YouTube Trending Video Analysis and Prediction

Youtube 视频趋势分析与预测

Tools: Python, pandas, numpy, seaborn, matplotlib, scikit-learn, gensim + pyLDAvis, TF-IDF, KMeans

Final Project

Github Link - Recommended to view in Google Colab.

This project analyzes over 3 million trending YouTube videos from 113 countries to explore the factors behind video virality. It consists of three main parts:

  • Exploratory Data Analysis (EDA):

    • Cleaned and explored a large-scale dataset to understand view counts, engagement metrics, and distribution patterns over time and across countries.

  • Supervised Learning (Trend Prediction):

    • Built classification models (Random Forest and Logistic Regression) to predict whether a video will become trending based on features such as view count, like count, comment count, and movement in rankings. Achieved up to 93% accuracy with the Random Forest model.

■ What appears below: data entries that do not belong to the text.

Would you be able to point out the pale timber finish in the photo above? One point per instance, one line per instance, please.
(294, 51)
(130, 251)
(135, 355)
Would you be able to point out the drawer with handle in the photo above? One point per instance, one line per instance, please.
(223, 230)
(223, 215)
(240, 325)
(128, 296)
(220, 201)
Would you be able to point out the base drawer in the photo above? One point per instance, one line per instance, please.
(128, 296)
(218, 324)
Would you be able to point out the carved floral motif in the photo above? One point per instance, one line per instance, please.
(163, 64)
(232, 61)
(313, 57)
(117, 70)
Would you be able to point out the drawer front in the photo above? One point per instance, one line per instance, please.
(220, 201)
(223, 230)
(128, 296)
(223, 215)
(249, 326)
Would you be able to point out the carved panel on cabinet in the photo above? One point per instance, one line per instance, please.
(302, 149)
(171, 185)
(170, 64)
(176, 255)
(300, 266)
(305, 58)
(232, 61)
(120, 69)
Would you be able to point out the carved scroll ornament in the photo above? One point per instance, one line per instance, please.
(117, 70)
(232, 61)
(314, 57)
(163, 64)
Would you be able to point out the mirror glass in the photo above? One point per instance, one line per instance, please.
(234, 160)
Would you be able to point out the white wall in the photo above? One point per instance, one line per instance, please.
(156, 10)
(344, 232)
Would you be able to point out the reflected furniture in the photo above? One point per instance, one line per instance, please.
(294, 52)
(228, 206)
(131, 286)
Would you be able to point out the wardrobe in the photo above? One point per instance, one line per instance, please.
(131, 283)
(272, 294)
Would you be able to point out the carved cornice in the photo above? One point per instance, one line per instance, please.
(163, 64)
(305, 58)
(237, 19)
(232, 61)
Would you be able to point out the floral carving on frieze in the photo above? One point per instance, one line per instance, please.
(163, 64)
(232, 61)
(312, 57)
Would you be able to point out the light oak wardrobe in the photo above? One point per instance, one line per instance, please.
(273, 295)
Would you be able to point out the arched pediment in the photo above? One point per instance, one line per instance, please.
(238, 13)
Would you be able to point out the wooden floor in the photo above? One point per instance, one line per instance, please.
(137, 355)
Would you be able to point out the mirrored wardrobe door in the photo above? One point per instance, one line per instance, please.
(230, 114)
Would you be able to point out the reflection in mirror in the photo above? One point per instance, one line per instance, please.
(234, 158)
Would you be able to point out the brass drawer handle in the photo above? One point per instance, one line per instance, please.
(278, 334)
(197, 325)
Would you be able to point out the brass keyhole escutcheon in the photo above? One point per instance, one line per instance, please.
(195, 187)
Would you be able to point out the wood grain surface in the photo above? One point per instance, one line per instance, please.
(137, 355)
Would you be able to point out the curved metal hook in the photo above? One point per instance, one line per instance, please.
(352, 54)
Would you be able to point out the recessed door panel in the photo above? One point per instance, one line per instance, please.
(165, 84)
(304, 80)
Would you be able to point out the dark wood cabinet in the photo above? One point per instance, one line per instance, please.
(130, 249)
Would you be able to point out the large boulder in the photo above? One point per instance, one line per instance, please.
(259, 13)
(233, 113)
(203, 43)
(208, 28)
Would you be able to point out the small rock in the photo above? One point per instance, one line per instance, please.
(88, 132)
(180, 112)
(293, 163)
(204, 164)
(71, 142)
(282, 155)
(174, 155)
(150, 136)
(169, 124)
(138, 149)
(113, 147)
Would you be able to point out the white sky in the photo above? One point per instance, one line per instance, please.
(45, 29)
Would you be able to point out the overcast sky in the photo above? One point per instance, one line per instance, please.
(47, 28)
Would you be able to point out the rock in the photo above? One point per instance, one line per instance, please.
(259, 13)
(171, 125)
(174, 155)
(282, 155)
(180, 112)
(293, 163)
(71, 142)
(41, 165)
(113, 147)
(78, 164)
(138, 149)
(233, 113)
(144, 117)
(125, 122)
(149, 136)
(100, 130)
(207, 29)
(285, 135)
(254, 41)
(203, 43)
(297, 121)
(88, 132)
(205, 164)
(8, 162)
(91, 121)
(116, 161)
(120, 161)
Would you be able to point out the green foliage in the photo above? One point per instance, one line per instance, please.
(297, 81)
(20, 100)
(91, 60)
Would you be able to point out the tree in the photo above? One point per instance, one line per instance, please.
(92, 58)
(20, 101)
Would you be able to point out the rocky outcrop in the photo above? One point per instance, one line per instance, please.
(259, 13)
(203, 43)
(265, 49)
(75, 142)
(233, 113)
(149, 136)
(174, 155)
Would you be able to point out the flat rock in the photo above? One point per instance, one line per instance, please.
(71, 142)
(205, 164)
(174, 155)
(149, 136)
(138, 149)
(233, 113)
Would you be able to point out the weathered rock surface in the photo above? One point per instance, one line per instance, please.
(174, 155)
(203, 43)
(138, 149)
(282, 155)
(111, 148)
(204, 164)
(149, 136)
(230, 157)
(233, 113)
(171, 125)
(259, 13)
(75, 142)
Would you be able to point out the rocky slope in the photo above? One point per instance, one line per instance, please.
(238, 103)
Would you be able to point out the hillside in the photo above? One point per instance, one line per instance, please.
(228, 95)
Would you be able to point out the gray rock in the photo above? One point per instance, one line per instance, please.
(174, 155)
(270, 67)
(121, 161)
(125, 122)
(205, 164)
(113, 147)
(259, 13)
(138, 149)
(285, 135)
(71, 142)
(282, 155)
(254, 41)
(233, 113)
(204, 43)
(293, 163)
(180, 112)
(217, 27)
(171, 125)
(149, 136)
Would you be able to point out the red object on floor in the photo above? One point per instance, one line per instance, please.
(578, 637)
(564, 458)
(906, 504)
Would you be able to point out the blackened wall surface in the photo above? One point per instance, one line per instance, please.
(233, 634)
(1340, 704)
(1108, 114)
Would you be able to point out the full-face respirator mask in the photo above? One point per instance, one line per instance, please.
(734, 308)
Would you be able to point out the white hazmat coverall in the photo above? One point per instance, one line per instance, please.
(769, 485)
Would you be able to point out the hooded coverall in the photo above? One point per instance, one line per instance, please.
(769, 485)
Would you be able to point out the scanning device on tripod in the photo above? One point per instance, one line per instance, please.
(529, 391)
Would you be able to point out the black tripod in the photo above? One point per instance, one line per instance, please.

  • Unsupervised Learning (Content Clustering and Topic Modeling):

    • Used KMeans to cluster video titles (TF-IDF) and identify content styles with higher trend potential.

    • Applied LDA topic modeling on video tags to extract popular content themes like comedy, music, and sports, and analyzed which topics are more likely to trend.

    • Combined clustering results with prediction outcomes to validate meaningful content groupings.